I forget the statistic; 14 of the last 15 Monday’s have been up. Or something like that. After the markdown of last week, the new month starts fresh with nice new money.
All manner of commodities–especially gold–are moving up quickly to test their near-term downtrend lines. The dollar (DXY) challenged 80 but has been turned away by stiff resistance. The dollar will now pull back, giving the all clear signal to buy everything else–at least up to major resistance or a testing of the near-term downtrend lines.
Volume is once again punk but breadth is half-way decent. Everything related to energy, commodities and industrials are bouncing sharply.

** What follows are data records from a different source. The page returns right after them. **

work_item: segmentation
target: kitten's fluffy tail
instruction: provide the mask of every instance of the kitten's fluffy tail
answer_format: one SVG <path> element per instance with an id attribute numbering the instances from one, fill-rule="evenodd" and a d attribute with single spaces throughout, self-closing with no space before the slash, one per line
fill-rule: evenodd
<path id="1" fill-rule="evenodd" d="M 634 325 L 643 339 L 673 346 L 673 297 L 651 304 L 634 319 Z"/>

Tech (sans AMZN) is also bouncing nicely today, though nothing to write home about.
Today’s rally appears to be mostly the beginning-of-the-month allocators plus the no-end-of-the-world shorts covering. It is not generally believed–at least by the one-way market crowd.
The consistant and relentless up market of the past ten months looks like history. Therefore we will probably rally to test the highs and maybe make a new marginal one before going below 10k. And yes, we should break 10k as we estabish a new trading range in order to digest the crash and snapback that has been our history over the past 18 months.

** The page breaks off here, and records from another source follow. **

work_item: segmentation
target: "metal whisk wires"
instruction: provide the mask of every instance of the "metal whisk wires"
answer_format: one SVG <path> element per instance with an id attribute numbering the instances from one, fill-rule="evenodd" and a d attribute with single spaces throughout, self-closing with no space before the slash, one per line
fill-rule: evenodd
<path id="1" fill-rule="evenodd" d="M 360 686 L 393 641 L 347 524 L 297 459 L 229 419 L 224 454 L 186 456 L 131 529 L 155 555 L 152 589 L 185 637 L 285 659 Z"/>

Take the time we crashed and recovered and divide it by 2 and you’ll get the time for the consolidation phase. This “rule” didn’t work in 2003-2004 as the consolidation lasted almost 2 years–almost exactly as long as the crash and recovery, until the 2006 breakout to new highs. If that happens now, then expect a boring trading range between 9500-10500 until 2012. Not a pleasant thought to you mo-mo’s.
Keep your eyes on semi-capital equipment. I like KLIC here below $5. Feel free to buy anywhere below 5 with a 4 stop and an 8 target.